Now I’d like to talk about how not to read this Guide.

I’ve heard the following phrases (or their variations) in many exchanges with various Agile coaches quite often. I need to qualify they weren’t Agile beginners, but from people with lots of experience, bona fide peer-reviewed status within the Agile community, and some pricing power when it comes to charging clients for Agile advice. Let’s listen:

  • Agile Manifesto doesn’t say that…
  • Scrum Guide says…
  • According to the Agile Manifesto…
  • Where in the Scrum Guide did you find that?

While I suppose some Kanban users will make similar references to the condensed Kanban guide, I expect experts to do so rarely.

I’ve been asked this week to give advice on some metrics-related material. My response was, the material was sound, but I pointed out it was a mismatch to the low organizational maturity. However, in a different organizational unit of the same client company, I made the opposite recommendation.

I couldn’t derive these two diametrically opposing pieces of advice from published values and principles. I didn’t do it by gut feel. I could have just said, let’s do it this way and then inspect and adapt, but that would’ve been nothing more than a case of intellectual laziness. I suppose there could have been some practice or algorithm to lead me to these two conclusions using different inputs. But I’d prefer having no such practice. Otherwise, we’d have to teach people to do things at the practice level. We’d get into arguments about the right way to do the practice. This would lead to dogma. Some of us would become purists, while others would practice the practice-but.
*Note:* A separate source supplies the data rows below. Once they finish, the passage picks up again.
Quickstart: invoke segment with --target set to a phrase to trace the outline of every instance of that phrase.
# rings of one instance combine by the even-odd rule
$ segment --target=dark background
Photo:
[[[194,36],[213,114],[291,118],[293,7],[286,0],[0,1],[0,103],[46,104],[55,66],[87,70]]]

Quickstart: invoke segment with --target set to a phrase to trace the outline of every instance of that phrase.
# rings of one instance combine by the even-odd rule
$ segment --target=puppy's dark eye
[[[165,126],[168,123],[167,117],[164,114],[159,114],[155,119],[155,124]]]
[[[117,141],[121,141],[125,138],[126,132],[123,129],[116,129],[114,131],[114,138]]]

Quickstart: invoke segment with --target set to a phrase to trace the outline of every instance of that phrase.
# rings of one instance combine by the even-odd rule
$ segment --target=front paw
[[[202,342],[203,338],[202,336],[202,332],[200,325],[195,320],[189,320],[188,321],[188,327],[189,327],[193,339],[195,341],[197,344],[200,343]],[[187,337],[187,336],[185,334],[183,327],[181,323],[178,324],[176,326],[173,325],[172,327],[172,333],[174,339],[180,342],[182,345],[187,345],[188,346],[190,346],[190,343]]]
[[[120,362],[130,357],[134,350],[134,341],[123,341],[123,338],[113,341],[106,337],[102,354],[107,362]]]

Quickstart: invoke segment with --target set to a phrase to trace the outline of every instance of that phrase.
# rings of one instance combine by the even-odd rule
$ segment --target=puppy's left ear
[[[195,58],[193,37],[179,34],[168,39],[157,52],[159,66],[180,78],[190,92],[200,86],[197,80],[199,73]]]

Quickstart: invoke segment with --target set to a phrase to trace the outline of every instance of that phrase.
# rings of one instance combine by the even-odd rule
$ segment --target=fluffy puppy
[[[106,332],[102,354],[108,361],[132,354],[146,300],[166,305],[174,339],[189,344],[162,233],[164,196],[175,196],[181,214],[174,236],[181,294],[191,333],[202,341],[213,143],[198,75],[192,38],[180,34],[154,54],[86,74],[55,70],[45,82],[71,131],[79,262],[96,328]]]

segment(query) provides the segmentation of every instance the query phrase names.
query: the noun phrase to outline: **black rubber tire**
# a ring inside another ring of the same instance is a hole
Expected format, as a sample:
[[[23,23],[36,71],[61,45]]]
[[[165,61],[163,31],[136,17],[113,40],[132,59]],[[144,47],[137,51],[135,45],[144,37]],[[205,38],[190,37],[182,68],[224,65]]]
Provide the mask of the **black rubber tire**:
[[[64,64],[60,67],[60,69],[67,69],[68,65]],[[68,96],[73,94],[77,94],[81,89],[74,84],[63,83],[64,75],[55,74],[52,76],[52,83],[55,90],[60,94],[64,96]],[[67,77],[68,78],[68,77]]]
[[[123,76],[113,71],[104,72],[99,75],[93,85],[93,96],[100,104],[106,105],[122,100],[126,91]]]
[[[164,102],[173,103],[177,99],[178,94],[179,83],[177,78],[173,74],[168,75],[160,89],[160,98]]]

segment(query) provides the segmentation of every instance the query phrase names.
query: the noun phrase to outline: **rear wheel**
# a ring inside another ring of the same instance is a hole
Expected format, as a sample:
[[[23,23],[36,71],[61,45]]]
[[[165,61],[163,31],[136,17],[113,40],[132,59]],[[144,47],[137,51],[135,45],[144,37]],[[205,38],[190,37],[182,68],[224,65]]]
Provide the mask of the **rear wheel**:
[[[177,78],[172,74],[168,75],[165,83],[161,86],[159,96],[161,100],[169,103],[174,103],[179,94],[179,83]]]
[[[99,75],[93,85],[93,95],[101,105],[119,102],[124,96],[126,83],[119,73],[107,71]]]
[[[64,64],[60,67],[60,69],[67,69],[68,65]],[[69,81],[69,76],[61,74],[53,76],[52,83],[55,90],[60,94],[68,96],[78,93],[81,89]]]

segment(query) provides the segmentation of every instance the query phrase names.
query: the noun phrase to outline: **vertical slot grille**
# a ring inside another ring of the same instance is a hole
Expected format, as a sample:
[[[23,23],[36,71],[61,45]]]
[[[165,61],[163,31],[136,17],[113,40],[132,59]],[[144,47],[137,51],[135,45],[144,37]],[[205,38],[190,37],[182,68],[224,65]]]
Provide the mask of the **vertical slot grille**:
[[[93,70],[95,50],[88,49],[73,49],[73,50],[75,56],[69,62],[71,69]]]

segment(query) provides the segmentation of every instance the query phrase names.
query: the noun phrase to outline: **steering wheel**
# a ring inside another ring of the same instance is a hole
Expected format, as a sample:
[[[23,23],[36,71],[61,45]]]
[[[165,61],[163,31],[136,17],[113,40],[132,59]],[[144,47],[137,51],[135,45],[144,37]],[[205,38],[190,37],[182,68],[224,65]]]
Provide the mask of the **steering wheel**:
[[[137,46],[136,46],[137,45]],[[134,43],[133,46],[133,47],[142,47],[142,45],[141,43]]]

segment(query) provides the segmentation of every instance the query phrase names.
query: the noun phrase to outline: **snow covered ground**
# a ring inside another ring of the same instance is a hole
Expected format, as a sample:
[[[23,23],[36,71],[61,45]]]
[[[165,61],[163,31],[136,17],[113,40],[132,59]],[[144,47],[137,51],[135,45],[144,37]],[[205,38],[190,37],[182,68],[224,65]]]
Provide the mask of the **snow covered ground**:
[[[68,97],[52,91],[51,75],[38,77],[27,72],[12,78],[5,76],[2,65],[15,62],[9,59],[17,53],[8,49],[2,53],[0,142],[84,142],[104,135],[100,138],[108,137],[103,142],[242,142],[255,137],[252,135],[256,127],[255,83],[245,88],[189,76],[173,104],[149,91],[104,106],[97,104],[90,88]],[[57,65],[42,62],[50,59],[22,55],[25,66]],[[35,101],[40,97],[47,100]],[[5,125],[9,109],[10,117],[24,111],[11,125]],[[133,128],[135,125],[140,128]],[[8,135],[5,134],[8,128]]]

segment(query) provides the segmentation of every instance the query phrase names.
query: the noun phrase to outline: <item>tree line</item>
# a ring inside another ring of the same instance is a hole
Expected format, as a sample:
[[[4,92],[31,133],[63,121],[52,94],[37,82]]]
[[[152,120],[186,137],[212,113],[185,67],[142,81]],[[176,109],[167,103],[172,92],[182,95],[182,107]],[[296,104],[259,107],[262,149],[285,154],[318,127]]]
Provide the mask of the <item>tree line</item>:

Instead, I simply made sense of a large number of available stories, of success and failure, my own and told by my peers (we meet often at conferences and leadership retreats, co-train, collaborate on engagements and keep up frequent correspondence). Even though these real-world stories are messy, gathering them, making sense of them and deriving useful heuristics are all teachable skills.

The Kanban community values observing what people actually do, how they act, what we can reasonably infer about their thinking. Kanban experts value paying attention to storytellers, making sense of their stories, and continuously questioning contextual appropriateness of their own actions and recommendations. We value it more than the printed word. We understand the knowledge worth having — and from the clients’ point of view, worth paying for — is and will be messy and conflicted.

In the four above situations, Kanban coaches didn’t assign much value to what the four respective Agile coaches said or to the printed word of the Agile Manifesto or the Scrum Guide. Instead, we simply paid attention to what the Agile coach actually recommended to their client in a given situation. Because we’ve come to value one thing more than the other.

The Essential Kanban – Condensed Guide will no doubt educate many current and future Kanban practitioners. But I don’t expect experts or proficient practitioners of the method to do the following very often: open the Guide on some page and say, here it says so.